For estimating the conditional moments of first and second order of the increment of the process \(x_\varepsilon(\varepsilon^2t)\), the following lemma, easily following from (4), is useful.

Lemma 2. Let the family of \(\sigma\)-algebras \(N_s^t\) satisfy condition (4), let \(\xi\) be an \(N_0^t\)-measurable random variable, and let \(G(x,\omega)\), \(|G|<1\), be a measurable function on \(E^l\times\Omega\) which, for each fixed \(x\), is an \(N_{t+\tau}^{\infty}\)-measurable random variable. Let \(g(x)=MG(x,\omega)\).
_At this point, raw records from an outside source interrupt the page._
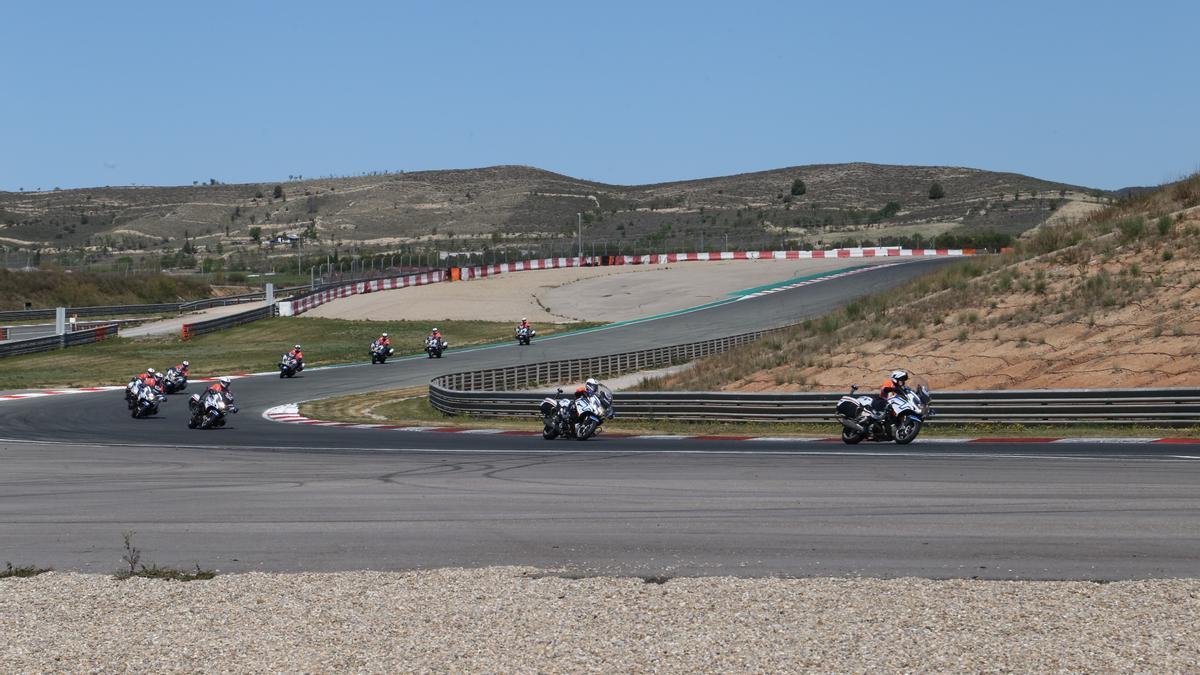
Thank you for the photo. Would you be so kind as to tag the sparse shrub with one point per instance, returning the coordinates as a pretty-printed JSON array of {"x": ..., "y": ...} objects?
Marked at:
[{"x": 1132, "y": 228}]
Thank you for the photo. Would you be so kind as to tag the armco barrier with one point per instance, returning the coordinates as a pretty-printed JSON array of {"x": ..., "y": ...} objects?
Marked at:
[
  {"x": 490, "y": 393},
  {"x": 35, "y": 345},
  {"x": 214, "y": 324},
  {"x": 305, "y": 303}
]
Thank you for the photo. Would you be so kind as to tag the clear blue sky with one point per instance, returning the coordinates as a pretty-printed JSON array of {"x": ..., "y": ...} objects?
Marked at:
[{"x": 1102, "y": 94}]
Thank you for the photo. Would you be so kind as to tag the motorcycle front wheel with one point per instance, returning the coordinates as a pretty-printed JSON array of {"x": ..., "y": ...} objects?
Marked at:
[
  {"x": 586, "y": 430},
  {"x": 850, "y": 436},
  {"x": 906, "y": 430}
]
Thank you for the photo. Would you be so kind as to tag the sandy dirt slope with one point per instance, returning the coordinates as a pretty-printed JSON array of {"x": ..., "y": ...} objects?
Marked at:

Then with probability 1

\[ \left|M\{G(\xi(\omega),\omega)/N_0^t\}-g(\xi(\omega))\right|<2\beta(\tau). \]

Institute for Problems of Information Transmission
Academy of Sciences of the USSR

Received
10 IX 1965

CITED LITERATURE

1. R. L. Stratonovich, Selected Problems in the Theory of Fluctuations in Radio Engineering, Moscow, 1961.
2. R. L. Stratonovich, Conditional Markov Processes, Moscow, 1966.
3. R. Z. Khas’minskii, Theory of Probability and Its Applications, 11, 2 (1966).
4. I. A. Ibragimov, DAN, 125, No. 4, 711 (1959).
5. I. A. Ibragimov, Theory of Probability and Its Applications, 7, 4, 316 (1962).
6. Yu. V. Prokhorov, Theory of Probability and Its Applications, 1, 2, 176 (1956).
7. S. N. Bernstein, Uspekhi Mat. Nauk, vol. 10, 65 (1944).